Participants praise progress: climate conference is being extended

Participants praise progress
Climate conference is being extended

Because the delegates in Glasgow cannot come to an agreement by evening, they are extending the negotiations to at least Saturday. Meanwhile, Environment Minister Schulze praised the summit as a “paradigm shift”. The environmental organization Germanwatch is also seeing positive signals.

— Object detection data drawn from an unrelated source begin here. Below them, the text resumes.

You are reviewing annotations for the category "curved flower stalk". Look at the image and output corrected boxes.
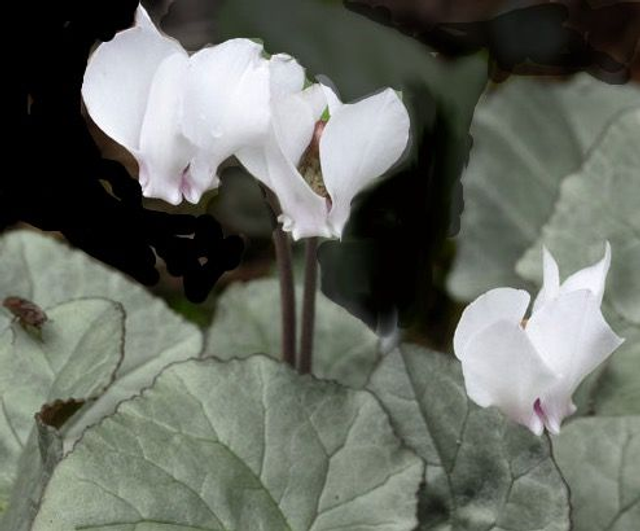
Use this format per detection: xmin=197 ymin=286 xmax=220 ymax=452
xmin=82 ymin=6 xmax=281 ymax=205
xmin=236 ymin=84 xmax=410 ymax=240
xmin=454 ymin=242 xmax=624 ymax=435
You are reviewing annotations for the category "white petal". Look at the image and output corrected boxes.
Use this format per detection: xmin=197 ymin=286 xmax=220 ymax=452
xmin=526 ymin=289 xmax=623 ymax=431
xmin=135 ymin=4 xmax=160 ymax=33
xmin=237 ymin=135 xmax=335 ymax=240
xmin=453 ymin=288 xmax=530 ymax=360
xmin=138 ymin=54 xmax=194 ymax=205
xmin=269 ymin=53 xmax=305 ymax=99
xmin=462 ymin=321 xmax=556 ymax=435
xmin=560 ymin=242 xmax=611 ymax=304
xmin=318 ymin=76 xmax=345 ymax=115
xmin=271 ymin=86 xmax=326 ymax=167
xmin=320 ymin=89 xmax=410 ymax=234
xmin=236 ymin=86 xmax=337 ymax=240
xmin=533 ymin=246 xmax=560 ymax=313
xmin=183 ymin=39 xmax=270 ymax=202
xmin=82 ymin=9 xmax=187 ymax=157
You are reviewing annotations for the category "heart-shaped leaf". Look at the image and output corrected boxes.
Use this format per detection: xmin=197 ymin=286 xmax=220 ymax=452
xmin=448 ymin=74 xmax=640 ymax=300
xmin=0 ymin=231 xmax=203 ymax=448
xmin=33 ymin=356 xmax=423 ymax=531
xmin=0 ymin=299 xmax=124 ymax=530
xmin=367 ymin=345 xmax=570 ymax=531
xmin=205 ymin=279 xmax=380 ymax=387
xmin=554 ymin=417 xmax=640 ymax=531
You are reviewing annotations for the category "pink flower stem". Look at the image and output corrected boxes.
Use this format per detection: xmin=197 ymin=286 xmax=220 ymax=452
xmin=298 ymin=238 xmax=318 ymax=374
xmin=262 ymin=187 xmax=296 ymax=368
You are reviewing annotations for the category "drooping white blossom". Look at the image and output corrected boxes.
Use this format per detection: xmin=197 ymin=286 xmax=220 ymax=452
xmin=454 ymin=242 xmax=624 ymax=435
xmin=82 ymin=6 xmax=278 ymax=204
xmin=236 ymin=84 xmax=410 ymax=240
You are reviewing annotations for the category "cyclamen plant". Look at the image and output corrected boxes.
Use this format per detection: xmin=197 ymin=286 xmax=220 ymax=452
xmin=0 ymin=0 xmax=640 ymax=531
xmin=82 ymin=6 xmax=410 ymax=240
xmin=454 ymin=242 xmax=624 ymax=435
xmin=82 ymin=6 xmax=410 ymax=372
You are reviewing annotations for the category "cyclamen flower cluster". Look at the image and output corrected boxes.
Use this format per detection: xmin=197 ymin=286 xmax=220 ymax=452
xmin=453 ymin=242 xmax=624 ymax=435
xmin=82 ymin=6 xmax=410 ymax=239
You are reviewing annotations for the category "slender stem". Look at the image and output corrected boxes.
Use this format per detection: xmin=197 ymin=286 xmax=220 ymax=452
xmin=262 ymin=187 xmax=296 ymax=368
xmin=298 ymin=238 xmax=318 ymax=374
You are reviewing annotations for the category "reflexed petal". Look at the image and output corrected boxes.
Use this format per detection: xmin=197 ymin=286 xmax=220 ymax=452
xmin=183 ymin=39 xmax=269 ymax=203
xmin=560 ymin=242 xmax=611 ymax=305
xmin=236 ymin=86 xmax=337 ymax=240
xmin=271 ymin=86 xmax=326 ymax=166
xmin=269 ymin=53 xmax=305 ymax=99
xmin=526 ymin=289 xmax=624 ymax=431
xmin=320 ymin=89 xmax=409 ymax=234
xmin=462 ymin=321 xmax=557 ymax=435
xmin=318 ymin=76 xmax=345 ymax=115
xmin=183 ymin=39 xmax=270 ymax=150
xmin=138 ymin=54 xmax=194 ymax=205
xmin=533 ymin=246 xmax=560 ymax=313
xmin=453 ymin=288 xmax=530 ymax=360
xmin=82 ymin=8 xmax=187 ymax=156
xmin=237 ymin=136 xmax=335 ymax=240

The negotiations at the world climate conference drag on until at least Saturday. Only in the morning is a new draft for the final declaration to be presented, as it was called in the evening from negotiating circles in Glasgow. Hours of debate about a global stop signal for coal and about more aid payments to poor countries had slowed down the negotiations in the final phase. While some states go too far with the envisaged resolutions, others are not ambitious enough. At the end of the mammoth meeting with around 40,000 delegates, around 200 countries have to unanimously pass the final text. The declared aim of the UN conference is to keep the limitation of global warming to 1.5 degrees compared to the pre-industrial era within the framework of what is possible.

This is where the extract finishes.